Clearly, if dreams have a relationship with memory, it is not quite as simple as dreaming of something that must be remembered. After all, people who claim to almost never remember their dreams do not seem to have obvious cognitive deficits compared to those who dream a lot! Dreams may be made of memories but perhaps dreams are not for memory, at least, not exclusively.

Memories and Dreams Are Constructive, Dynamic, and Creative

The role of sleep in memory, even if not completely understood, is rather accepted by the scientific community. But what is memory? We now know that personal or autobiographic memory is not an archive in which we conserve events and emotions that we can retrieve and use when needed. Instead, many scientists believe that memories are dynamic, that they change over time, and that an act of remembering could essentially be an act of constructing or creating that memory anew.

When you think of your past under different circumstances, you can remember the same event as the best thing that ever happened to you, or as the worst decision of your life. And that re-remembering will make a lasting impact on the original memory, which may eventually become largely fictitious. As they say, “it’s never too late to have a happy childhood”.

But is it also never too late to have a happy future? A memory scientist, Daniel Schacter, proposed that our ability to constructively remember the past underlies our capacity to creatively imagine the future.

Dreams Are Made of Imagining Futures

Now, back to the future. Imagining futures requires cognitive flexibility, an ability to make plans, and to think of something that has not happened yet. We make use of memories to predict what the future may look like, but we also know that the future is basically unknowable, which can be quite unsettling.

Many theories propose that dreams are creating virtual spaces, a “simulation” of the world (worlds?) where we can rehearse different scenarios.
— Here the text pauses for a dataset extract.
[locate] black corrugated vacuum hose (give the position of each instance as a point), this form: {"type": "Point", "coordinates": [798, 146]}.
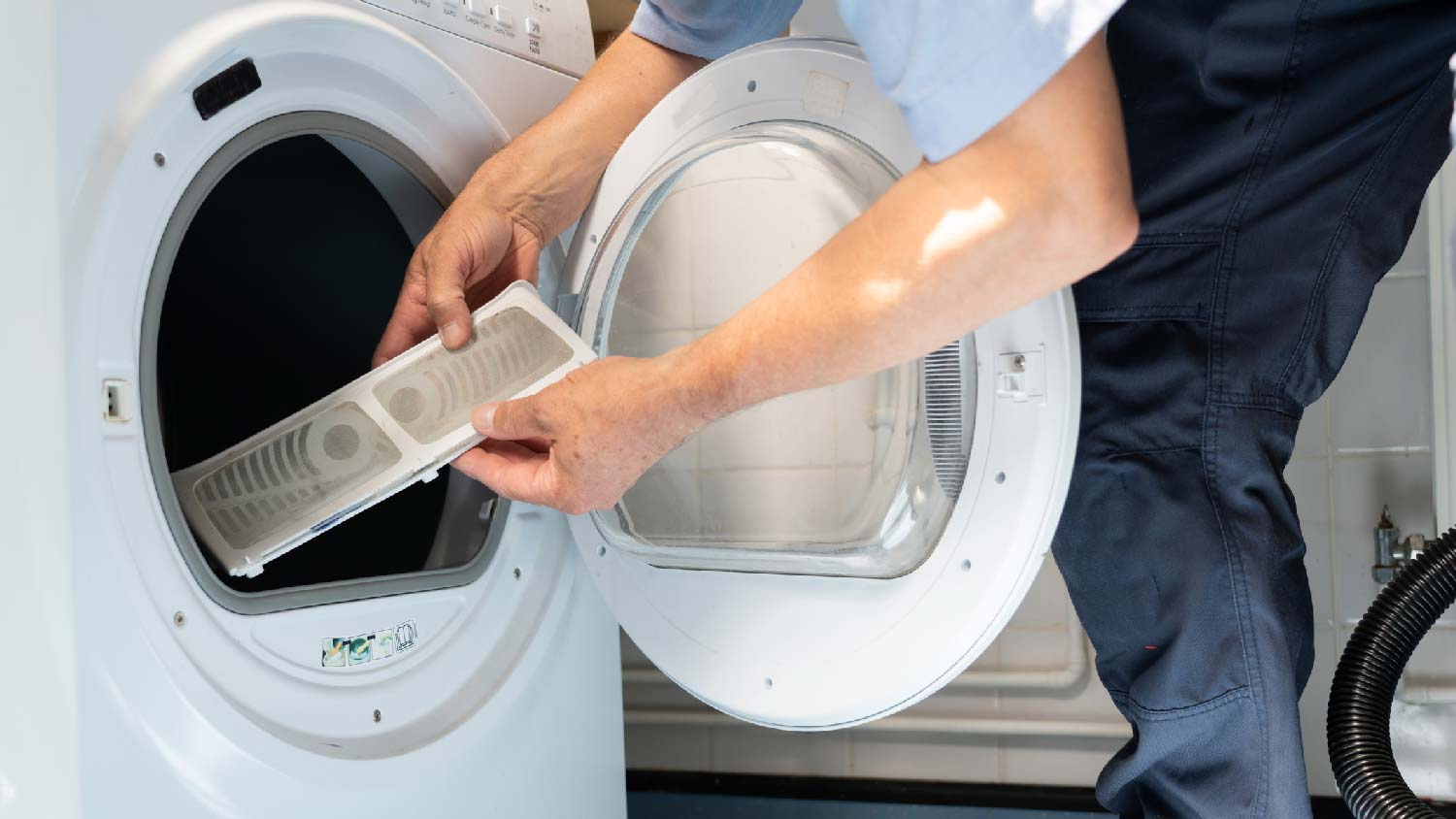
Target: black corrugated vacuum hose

Would those rehearsals improve our fitness in our evolutionary niche? Maybe. Or perhaps those are imaginative, playful spaces where we don’t just prepare for the “real” world, but where we can be allowed to live other kinds of experiences.

As dream scientist Kelly Bulkeley suggested, dreams can be seen as a form of play that enhances our cognitive flexibility and allows us to tackle life creatively.
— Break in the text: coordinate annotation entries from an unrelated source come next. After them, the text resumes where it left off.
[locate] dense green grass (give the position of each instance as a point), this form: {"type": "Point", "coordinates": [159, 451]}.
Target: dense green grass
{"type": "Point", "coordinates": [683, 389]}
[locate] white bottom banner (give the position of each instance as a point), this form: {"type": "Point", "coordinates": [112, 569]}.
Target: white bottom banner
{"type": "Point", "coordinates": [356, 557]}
Dreaming up new scenarios and narratives, mixing and matching past experiences (sometimes even with memories of past dreams!), and combining elements of the past with elements of the anticipated future is, perhaps, one important way in which our minds help us deal with uncertainty and anchor us, however fictionally, in the present moment while extending our selves into the past and projecting into the future.

References

Wamsley, E. J. (2022). Constructive episodic simulation in dreams. Plos one, 17(3), e0264574.
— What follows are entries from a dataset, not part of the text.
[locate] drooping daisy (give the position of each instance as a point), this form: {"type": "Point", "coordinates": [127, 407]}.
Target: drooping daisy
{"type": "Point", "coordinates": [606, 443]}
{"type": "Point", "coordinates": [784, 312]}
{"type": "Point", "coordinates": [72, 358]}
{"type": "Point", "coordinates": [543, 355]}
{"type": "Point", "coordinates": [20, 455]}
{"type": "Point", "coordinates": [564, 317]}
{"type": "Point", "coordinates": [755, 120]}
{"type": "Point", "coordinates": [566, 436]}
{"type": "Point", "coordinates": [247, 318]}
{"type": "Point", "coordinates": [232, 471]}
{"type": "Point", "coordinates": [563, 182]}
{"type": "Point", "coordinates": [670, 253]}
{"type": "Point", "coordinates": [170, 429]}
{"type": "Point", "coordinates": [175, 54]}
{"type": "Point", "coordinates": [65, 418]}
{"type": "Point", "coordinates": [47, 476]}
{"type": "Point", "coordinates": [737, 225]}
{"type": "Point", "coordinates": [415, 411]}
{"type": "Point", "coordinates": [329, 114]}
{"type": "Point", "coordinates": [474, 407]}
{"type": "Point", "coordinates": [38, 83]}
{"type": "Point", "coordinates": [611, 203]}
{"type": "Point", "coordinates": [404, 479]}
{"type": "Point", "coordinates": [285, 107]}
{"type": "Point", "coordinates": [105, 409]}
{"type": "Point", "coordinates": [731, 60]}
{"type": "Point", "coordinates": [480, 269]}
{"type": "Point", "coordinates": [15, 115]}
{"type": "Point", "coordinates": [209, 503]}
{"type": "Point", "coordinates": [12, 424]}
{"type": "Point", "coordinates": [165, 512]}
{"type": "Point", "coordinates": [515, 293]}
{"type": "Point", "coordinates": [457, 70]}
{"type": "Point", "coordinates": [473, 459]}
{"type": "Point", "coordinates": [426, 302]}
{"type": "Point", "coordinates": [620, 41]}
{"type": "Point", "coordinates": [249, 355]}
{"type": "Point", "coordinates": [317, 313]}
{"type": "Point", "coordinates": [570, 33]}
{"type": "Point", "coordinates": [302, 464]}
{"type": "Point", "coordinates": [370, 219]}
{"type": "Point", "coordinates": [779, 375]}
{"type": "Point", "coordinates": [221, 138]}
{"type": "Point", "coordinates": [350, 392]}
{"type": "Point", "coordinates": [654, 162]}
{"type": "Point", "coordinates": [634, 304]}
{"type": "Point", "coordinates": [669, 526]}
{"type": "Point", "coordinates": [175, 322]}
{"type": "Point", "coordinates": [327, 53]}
Nielsen, T. A., & Stenstrom, P. (2005). What are the memory sources of dreaming?. Nature, 437(7063), 1286-1289.

Malinowski, J., & Horton, C. L. (2014). Evidence for the preferential incorporation of emotional waking-life experiences into dreams. Dreaming, 24(1), 18.

Nielsen, T. A., & Powell, R. A. (1992). The day-residue and dream-lag effects: A literature review and limited replication of two temporal effects in dream formation. Dreaming, 2(2), 67.

Schacter, D. L., Addis, D. R., & Buckner, R. L. (2007). Remembering the past to imagine the future: the prospective brain. Nature reviews neuroscience, 8(9), 657-661.